E viver, ah, viver é um exercício fascinante. A cada dia acordamos sem saber ao certo o que nos espera, mas ainda assim vestimos a coragem e enfrentamos o desconhecido. Saborear os pequenos instantes que passam despercebidos – o aroma do café pela manhã, o calor de um abraço, o sorriso de quem amamos – é parte essencial dessa jornada. Errar, aprender, cair e levantar compõem uma dança que ora é turbulenta, ora serena, mas sempre vibrante.

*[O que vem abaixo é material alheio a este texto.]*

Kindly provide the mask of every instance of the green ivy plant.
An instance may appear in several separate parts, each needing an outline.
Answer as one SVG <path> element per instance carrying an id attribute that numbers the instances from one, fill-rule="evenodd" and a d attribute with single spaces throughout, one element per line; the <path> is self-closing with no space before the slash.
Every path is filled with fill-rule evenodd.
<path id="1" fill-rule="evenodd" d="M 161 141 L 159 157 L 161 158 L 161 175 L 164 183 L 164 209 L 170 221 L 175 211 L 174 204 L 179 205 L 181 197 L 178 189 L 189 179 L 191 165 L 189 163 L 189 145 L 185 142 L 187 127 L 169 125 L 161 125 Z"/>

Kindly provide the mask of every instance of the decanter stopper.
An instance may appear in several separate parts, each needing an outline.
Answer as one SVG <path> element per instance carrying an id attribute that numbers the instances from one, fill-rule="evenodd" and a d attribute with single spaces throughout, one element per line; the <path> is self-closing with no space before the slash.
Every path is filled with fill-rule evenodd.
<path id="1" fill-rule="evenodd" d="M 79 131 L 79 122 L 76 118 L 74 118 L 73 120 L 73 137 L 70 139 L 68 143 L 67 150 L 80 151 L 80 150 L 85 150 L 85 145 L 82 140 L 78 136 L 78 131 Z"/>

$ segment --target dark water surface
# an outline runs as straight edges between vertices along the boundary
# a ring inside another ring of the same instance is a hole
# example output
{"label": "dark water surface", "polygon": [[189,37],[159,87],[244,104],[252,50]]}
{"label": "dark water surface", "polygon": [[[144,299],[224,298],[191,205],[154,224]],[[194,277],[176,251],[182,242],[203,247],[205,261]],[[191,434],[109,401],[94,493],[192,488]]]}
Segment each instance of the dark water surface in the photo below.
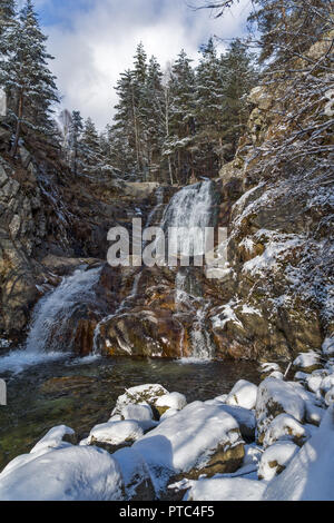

Viver é aceitar que o caminho nunca será uniforme, mas que há encantos escondidos nas curvas e poesia nos tropeços. É entender que o extraordinário, tantas vezes, veste os trajes simples do cotidiano. É perceber que a felicidade não está em um destino idealizado, mas na jornada que construímos com nossas próprias mãos
Talvez Pasárgada e Xangrilá sejam mesmo sedutoras, mas o mundo concreto, com suas imperfeições e seus encantos, tem uma magia que nenhuma utopia pode superar. Uma medida para tanto possa resolver. Talvez seja isso: uma dose de Pasárgada, uma pitada de Xangrilá, e uma colher generosa do que já temos. Porque, no fundo, o que importa não é fugir, mas viver.
Querem saber? A despeito das angústias, dores e aflições, viver é bom. E é por isso que fico. Porque viver não é só bom. Viver é extraordinário.